Excursions des tendons extenseurs au niveau du poignet
Les extenseurs du poignet ne sont pas mono-articulaires. Ils croisent les deux rangées du carpe pour s’insérer : l’ECRL sur la base du 2e métacarpien, l’ECRB sur la base du 3e métacarpien, l’ECU sur la base et le bord médial du 5e métacarpien. Leur excursion est cependant moindre que celles des extenseurs des doigts et du pouce, muscles poly-articulaires.

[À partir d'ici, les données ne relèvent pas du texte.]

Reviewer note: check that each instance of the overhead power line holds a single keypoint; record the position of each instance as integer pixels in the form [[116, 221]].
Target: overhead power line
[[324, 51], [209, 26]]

Toutes adhérences au niveau de la zone VII « collent » les tendons extenseurs des doigts et du poignet entre eux et aux coulisses ostéo-fibreuses. Lorsque les tendons extenseurs des doigts et du pouce, dont l’excursion est presque le double de ceux du poignet, adhèrent aux tendons extenseurs du poignet et aux structures adjacentes, ils deviennent extenseurs du poignet et ne peuvent plus assumer l’extension des MCP. Il se produit un effet ténodèse. Le patient peut tendre son poignet mais est incapable de tendre simultanément poignet et doigts longs. La flexion simultanée des doigts et du poignet est également impossible. Si le patient veut tendre ses doigts, il lui faut fléchir le poignet ce qui met en tension les adhérences et permet à l’EDC, au EPL aux EIP et EDM de tendre les MCP (figure 35.1).